Chile and USA present bilateral agreement to fight illicit trafficking of archaeological heritage
A crucial step in protecting cultural heritage, the Memorandum of Understanding imposes restrictions on importing Chilean archaeological property to the United States and, in the event of confiscation, requires its return. The instrument, which comes into force internationally tomorrow, was presented at an event organized by the Chilean Foreign Affairs Ministry, the Culture Ministry and the US Embassy.
The Chilean Culture, Arts and Heritage Ministry, Foreign Affairs Ministry and the US Embassy held an online event to present and further the scope of the new bilateral agreement between the Chilean and US governments to fight illicit trafficking of archaeological heritage.
The governments of the United States and the Republic of Chile signed the instrument, entitled Memorandum of Understanding relating to the imposition of restrictions on the importation of certain categories of archaeological materials, in early May 2020. It enters into force tomorrow, September 30, 2020.
“This bilateral agreement is a crucial step in the effort to protect the cultural heritage that lends shape and identity to our country and its communities. This heritage is as valuable as it is irreplaceable. It is part of our memory and our past and that knowledge enables us to project ourselves into the future. The measures to prevent and fight against illicit trafficking of heritage property also safeguard the history, values and traditions that these pieces represent, with which we build our memory”, said Culture, Arts and Heritage Minister Consuelo Valdés.
The bilateral agreement establishes a regulatory framework under which the two governments will collaborate to coordinate cross-border actions that reduce incentives for robbery, theft, looting and illicit trafficking of Chilean archaeological heritage protected under Law No. 17.288 on National Monuments. The Memorandum restricts importation to the United States of certain archaeological materials without Chilean authorization or a license to leave. These materials may include objects made of ceramic, stone, metal or organic fibers, which are dated from approximately 31,000 A.C. to 250 years ago that are on the Designation List issued by the United States. The United States will offer to return any material or object confiscated under this framework to Chile. The agreement will also generate opportunities to collaborate on other heritage protection matters.
Ambassador Alex Geiger Soffia, Director for North American, Central and Caribbean Affairs at the Foreign Affairs Ministry, valued the step in bilateral relations that this agreement represents: “This Memorandum of Understanding, which will soon come into effect internationally, is another step in our bilateral relationship with the United States, providing due and greater protection for Chile’s archaeological richness.”
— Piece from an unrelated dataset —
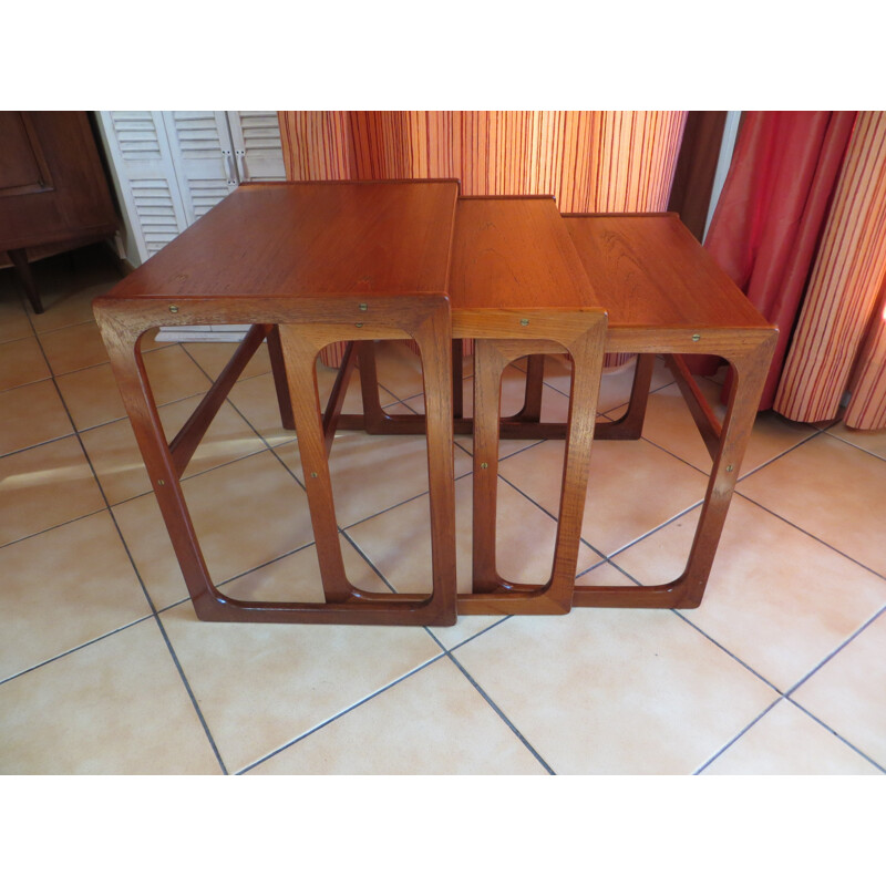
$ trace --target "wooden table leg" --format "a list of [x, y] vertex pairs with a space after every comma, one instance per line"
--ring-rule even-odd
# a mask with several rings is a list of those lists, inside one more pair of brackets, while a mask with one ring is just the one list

Similarly, Chargé d’Affaires at the US Embassy, Richard Glenn, noted: “The agreement allows us to further strengthen our broad bilateral relationship, which spans many years and encompasses different areas of our nations’ work, but above all, it brings our people closer. Under the agreement, we will now work together in a more coordinated manner to prevent criminal networks from removing Chile’s archaeological artifacts, valuable heritage and ancestral materials from the country.”
Representatives and area experts from the USA, Chile and Guatemala participated in the event. Allison Davis, Executive Director of the Cultural Property Advisory Committee at the US State Department’s Cultural Heritage Center, presented the characteristics and scope of the Memorandum. Lina Nagel, Coordinator of the Fight against Illicit Trafficking of Cultural Heritage Property Unit at the Chilean National Cultural Heritage Service, addressed the country’s progress on the matter and challenges. The anthropologist and representative of the Chilean Archeology Society before the National Monuments Council discussed the types of property protected under the agreement. Finally, Guatemalan Culture and Sports Ministry representative, Eduardo Hernández, shared the comparative experience of other countries that have implemented this agreement with the United States.
The Memorandum of Responsibility in Chile, signed by the Chilean Foreign Affairs Ministry and the Cultures, Arts and Heritage Ministry, is part of the framework of the commitments, obligations and cooperation established in the UNESCO 1970 Convention on the Means of Prohibiting and Preventing the Illicit Import, Export and Transfer of Ownership of Cultural Property, which Chile signed in 2014.
Once all the procedures required by law have been conducted and the agreement enters into force internationally, it will be fully incorporated into our internal legal system.
It is worth noting that Chile has signed bilateral agreements on this issue with other countries essential in this complex network, including Mexico, Ecuador and China.